Etihad not planning to use cash pile for new planes
Etihad Airways CEO James Hogan has dashed Boeing and Airbus’s hopes of a spending spree by the Abu Dhabi airline following its success in raising $700 million in investment capital.
Etihad said last month that some of the cash raised from institutional investors would go on investment in fleet for itself and the string of partner airlines in which it has acquired share stakes.
But it now seems that meant investment of the kind Alitalia is now undertaking to fit out its first class cabins with leather from luxury furniture maker Poltrona Frau — rather than new planes.
Hogan told a press conference in Rome that the company was focusing on ensuring its own and its partners’ fleets were used as efficiently as possible.
And he dismissed speculation about possible deals at next month’s Dubai airshow.
“We are not doing any deals on aircraft at the airshow,” Hogan said on the sidelines of a press conference called to reassure an Italian audience that Etihad’s plans for reviving Alitalia remain on track, despite disappointing first-half results and the shock departure of its chief executive last month.
Hogan said Etihad had completed its fleet planning up to 2040 with major deals done in 2008 and 2013.
“If you go back and look at the deals we signed in 2008 and 2013 you will see that we signed firm orders, we signed options and purchase rights. In our portfolio, our order book we have what we need,” the Australian executive said.

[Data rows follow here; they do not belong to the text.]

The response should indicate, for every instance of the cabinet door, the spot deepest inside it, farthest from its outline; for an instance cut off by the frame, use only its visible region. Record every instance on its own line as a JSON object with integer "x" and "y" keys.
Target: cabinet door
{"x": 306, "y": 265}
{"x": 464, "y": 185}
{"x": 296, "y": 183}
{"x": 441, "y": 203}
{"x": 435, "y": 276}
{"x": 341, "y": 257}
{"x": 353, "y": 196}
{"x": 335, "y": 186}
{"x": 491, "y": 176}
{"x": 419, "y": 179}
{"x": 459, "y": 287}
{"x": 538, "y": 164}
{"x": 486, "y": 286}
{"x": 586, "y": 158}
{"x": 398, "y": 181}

Hogan said he saw Alitalia’s long-haul fleet rising from 24 currently to 40, and “why not 50” over the medium term.
But for the moment, any expansion in the Italian carrier’s long-haul network will mean making better use of its own planes and leasing extra capacity from Etihad, which has a 49 percent stake after rescuing Alitalia from bankruptcy last year.
“Each airline orders their own aircraft,” Hogan said of the kind of relationship Etihad has with India’s Jet Airways, Air Berlin, Air Serbia and Air Seychelles, as well as Alitalia.
“What we have is the capability to move aircraft into other airlines because the deals we signed with both Boeing and Airbus means we can move them across.
“Normally airlines do their own specific deal because they are confidential agreements but because we invested in these other airlines we are able to move both aircraft and engines across the group.”
The revamp of Alitalia’s cabins and service at the front end of its planes is projected to cost 170 million euros over the next 12 months and is part of a broader investment program of 280 million euros which will include new financial and organizational systems and a refurb of its passenger lounges worldwide.
This will account for over half of the cash it has raised this year through a 375 million euro bond issued in July and its share of the Etihad cash call (123 million dollars).
In theory, Alitalia could soon be in a position to buy new planes but that looks unlikely with Hogan stressing its fleet was relatively young at an average age of eight years per aircraft and the company still losing money.